Path: utzoo!attcan!uunet!cs.utexas.edu!tut.cis.ohio-state.edu!ukma!gatech!hubcap!Marshall
From: cline@sunshine.ece.clarkson.edu (Marshall Cline)
Newsgroups: comp.parallel
Subject: "Molecule: Language Construct for Development Parallel Programs"
Message-ID: <5593@hubcap.clemson.edu>
Date: 24 May 89 20:41:38 GMT
Sender: fpst@hubcap.clemson.edu
Lines: 182
Approved: parallel@hubcap.clemson.edu

In article <5583@hubcap.clemson.edu> budd@mist.cs.orst.edu (Tim Budd) writes:
>...This allows us to generate
>fine grain SIMD (connection-machine style) code by introducing parallelism
>one way, and coarse grain, MIMD (sequent-style) code by introducing
>parallelism in another way.... not
>something the programmer needs to deal with....
>--tim budd, budd@cs.orst.edu

Did ya'all see the article in May's IEEE Transactions Software Engineering?
     "Molecule: A Language Construct for Development of Parallel Programs",
      by Z. Xu & K. Hwang, pages 587-599.

Personally, I'm interested in the concept of allowing _one_ parallel
program to compile on _many_ hardware platforms regardless of the
hardware's underlying mechanisms.  I'd like to discuss this issue if
others are also interested.

__________MOTIVATION:_HARDWARE_INDEPENDENCE__________________________
Up to now, we've had to re-write code to port it from one vendor's
parallelization mechanisms to another's.  Issues such as:
        * SIMD vs MIMD
        * fine- vs coarse-grained
        * loosely- vs tightly-coupled
        * mechanisms for mutual exclusion
        * mechanisms for IPC
        etc, etc, etc
are directly visible in most parallel programs.  Although we typically
write in a "high level" language like C, we usually have to directly
control the hardware [I hate to say it, but it's analogous to writing
in assembly language].

"Wouldn't it be nice" if we could write code in a way that vendor
specific issues could be hidden from us?  The "molecule" technique is
a step in this direction.

__________WHAT_IS_A_"MOLECULE"?_______________________________________
OVERVIEW OF THE PAPER: A molecule is roughly like a procedure or function.
However, along with encapsulating "algorithms", "data types", and
"parameters", it also encapsulates "parallel constructs" such as the
above distinctions.  Apparently the authors felt that the (non-strict)
dataflow paradigm is the most flexible (able to be translated into any
of the other paradigms), so the highest level "moleculized" program is
specified using this form.  By "non-strict dataflow", they mean the
single assignment rule for _atomic_ objects; ie: if "i" is an integer,
it can be assigned a value only once, but if "a" is an array of integers,
each element can _individually_ be assigned a value, but only once.  No
lazy evaluation specified.

__________THE_"MODE"_LAYER__________________________________________
They specify a number of other "molecule" paradigms, such as "SIMD",
"parallel", "task", and a bunch of others, all of which are roughly like
_pseudo_code_ for specifying parallel algorithms (ie: the language
doesn't have any mechanisms for allocating processors, that being
taken care of by the next pre-processing step).  The "dataflow" programs
are translated into this "mode" layer by a first pre-processing step.
Programs at this level _do_ have individual processes specified (ie:
decomposing the program into processes is accomplished by the "dataflow
--> mode" preprocessor).  A generic form of IPC is also visible at
this "mode" layer, which was hidden in the top-most layer.

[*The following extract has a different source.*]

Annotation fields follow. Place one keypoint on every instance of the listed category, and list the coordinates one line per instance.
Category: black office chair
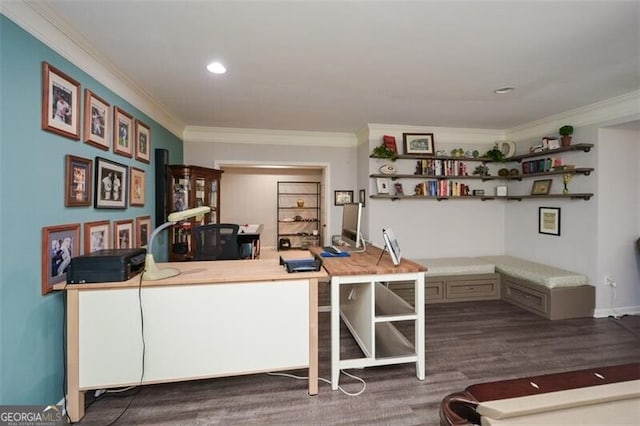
(217, 241)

__________THE_"VENDOR_SPECIFIC"_LAYER__________________________________
The next preprocessor ("mode --> vendor-specific") allocates processors,
provides mechanisms for mutual exclusion, and generally looks messy.
They give an example of what code looks like at this layer for inverting
a matrix (coded in the "C" extensions provided by Intel for use on their
iPSC hypercube).  The iPSC "extended-C" version took 250 lines, the
"mode" layer required 44 lines, the top layer required 26 lines.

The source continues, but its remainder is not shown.